Reality check: the world has changed.
In 1986, when Gen Museveni’s men emerged from the bush with hundreds of armed children, the common narrative at the time limited itself to their heroism. The victorious fighters were all patriots.
A similar scenario today would raise serious questions about the child soldiers as victims, and some of their lords as war criminals.
Why; in 40 years, human civilisation has seen changes in its war protocols, and in subtle behavioural ways that we often trample when pursuing our limited interests.
Turning to the Uganda-Tanzania oil pipeline, the democracy and human rights issues the European Union (EU) has raised are not new.
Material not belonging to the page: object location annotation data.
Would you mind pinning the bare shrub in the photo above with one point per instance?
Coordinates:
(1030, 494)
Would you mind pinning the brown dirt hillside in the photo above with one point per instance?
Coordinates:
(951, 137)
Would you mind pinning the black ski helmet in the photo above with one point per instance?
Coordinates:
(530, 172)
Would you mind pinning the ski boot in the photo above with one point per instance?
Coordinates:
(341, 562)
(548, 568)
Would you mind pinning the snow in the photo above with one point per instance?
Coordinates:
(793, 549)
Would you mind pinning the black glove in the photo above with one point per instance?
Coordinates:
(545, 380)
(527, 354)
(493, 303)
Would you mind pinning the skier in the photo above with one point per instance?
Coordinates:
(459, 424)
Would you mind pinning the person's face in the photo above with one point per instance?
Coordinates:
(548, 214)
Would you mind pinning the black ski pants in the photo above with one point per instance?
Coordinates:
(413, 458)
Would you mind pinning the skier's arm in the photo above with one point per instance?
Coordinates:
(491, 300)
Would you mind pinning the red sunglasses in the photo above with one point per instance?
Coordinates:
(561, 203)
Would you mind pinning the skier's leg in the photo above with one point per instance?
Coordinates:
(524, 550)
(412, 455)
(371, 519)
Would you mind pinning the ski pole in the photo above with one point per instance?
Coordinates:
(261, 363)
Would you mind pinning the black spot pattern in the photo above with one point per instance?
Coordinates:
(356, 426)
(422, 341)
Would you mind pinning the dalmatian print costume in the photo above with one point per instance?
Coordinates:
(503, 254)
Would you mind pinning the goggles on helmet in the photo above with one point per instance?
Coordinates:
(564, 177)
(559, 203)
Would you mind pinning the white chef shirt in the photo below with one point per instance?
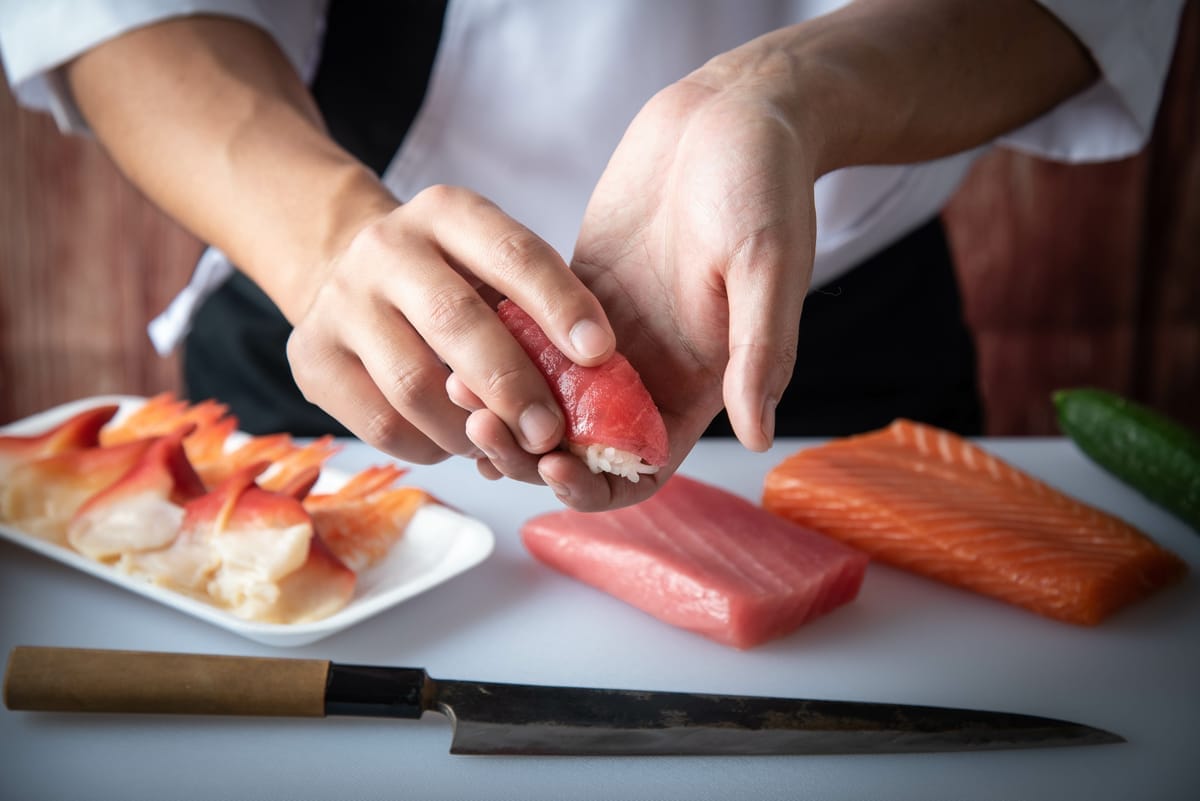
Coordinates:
(527, 101)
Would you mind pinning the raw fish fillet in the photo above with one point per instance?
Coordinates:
(929, 501)
(703, 559)
(605, 407)
(366, 517)
(82, 431)
(143, 510)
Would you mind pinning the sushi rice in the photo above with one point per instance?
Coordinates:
(606, 458)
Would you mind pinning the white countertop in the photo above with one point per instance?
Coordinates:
(905, 639)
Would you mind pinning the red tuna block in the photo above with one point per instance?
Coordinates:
(703, 559)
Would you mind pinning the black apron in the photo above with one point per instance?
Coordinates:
(882, 342)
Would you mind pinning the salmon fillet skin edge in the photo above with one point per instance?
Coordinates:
(929, 501)
(703, 559)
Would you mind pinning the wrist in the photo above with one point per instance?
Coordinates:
(790, 77)
(353, 199)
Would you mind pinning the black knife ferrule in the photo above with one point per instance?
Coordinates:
(375, 692)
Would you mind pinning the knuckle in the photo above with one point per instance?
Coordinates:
(453, 313)
(413, 386)
(502, 381)
(388, 432)
(437, 196)
(515, 253)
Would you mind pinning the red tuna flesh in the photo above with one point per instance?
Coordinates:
(703, 559)
(604, 405)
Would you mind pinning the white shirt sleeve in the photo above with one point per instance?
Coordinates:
(37, 37)
(1132, 42)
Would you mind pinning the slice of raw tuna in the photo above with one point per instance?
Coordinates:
(611, 420)
(929, 501)
(703, 559)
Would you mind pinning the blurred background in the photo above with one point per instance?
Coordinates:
(1080, 275)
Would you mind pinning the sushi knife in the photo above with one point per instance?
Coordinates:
(509, 718)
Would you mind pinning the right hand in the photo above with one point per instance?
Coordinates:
(408, 303)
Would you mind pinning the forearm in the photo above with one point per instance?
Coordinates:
(909, 80)
(208, 118)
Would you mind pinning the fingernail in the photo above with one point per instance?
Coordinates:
(589, 339)
(538, 426)
(768, 420)
(479, 449)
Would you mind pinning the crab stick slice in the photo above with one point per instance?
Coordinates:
(41, 497)
(141, 511)
(161, 415)
(82, 431)
(364, 519)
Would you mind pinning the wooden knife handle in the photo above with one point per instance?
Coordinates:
(82, 680)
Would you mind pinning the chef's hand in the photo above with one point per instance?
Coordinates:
(387, 299)
(699, 241)
(409, 302)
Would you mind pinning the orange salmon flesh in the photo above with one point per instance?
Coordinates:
(929, 501)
Indeed, President Museveni’s Fronasa and NRA outfits fought their wars against Idi Amin and Milton Obote precisely to address those issues.
Citizens endured and accepted the Bush War and post-conflict pains because an NRA victory was expected to bring a spirit that championed democracy and human rights. The victors did not say that in cases that involved big State economic stakes, the people’s rights would be suspended.
On the contrary, when the NRA was fighting for those rights, it disregarded – nay, it sabotaged – the economic interests of the State and of millions of individuals.
Forty years on, people want even more rights, not less.
The EU and many Ugandans are, therefore, being reasonable when they ask our rulers to meet their 1986 pledges as a condition for serious economic cooperation, even if it is over an oil pipeline.
Finally, President Museveni has lectured his country so many times against ‘donating’, or selling unprocessed goods cheaply, to foreign markets, where the goods are processed or transformed and returned to us at very high prices.
Now, if unprocessed things have a star, it is crude oil. The President has led us to believe that he has approached the matter of Uganda’s crude with such dedication, caution and patience that he very deliberately delayed commercial oil extraction until his government had trained enough experts in different areas of the industry to maximise Uganda’s leverage and benefit. Lawyers, geologists, engineers, and so on. But almost by stealth, the crude oil pipeline seems to have overtaken the refinery and all the other industrial possibilities.
Even if unintentionally, the EU position very kindly wakes Ugandans up to follow the text in the President’s ‘value addition’ songbook.
The real world can be much harsher than the one we want. A hundred years ago, a rich Texan could arrogantly refer to ‘his’ oil. Today, small people say it is ‘our’ oil. Then voices like Thunberg’s remind us that we can only exploit ‘our’ oil on a planet that belongs to ‘all’ mankind and other living things.
Moreover, as we can see from the crisis Vladimir Putin’s primitive barbarism has created in Europe, pipelines are not sacred. Ugly politics, sanctions and conflict can render a very costly pipeline redundant.
A wiser Uganda would search its sovereign soul and find the humility to address the set of legitimate concerns instead of recklessly firing off with the emotions of fake patriotism.
Mr Alan Tacca is a novelist, socio-political commentator.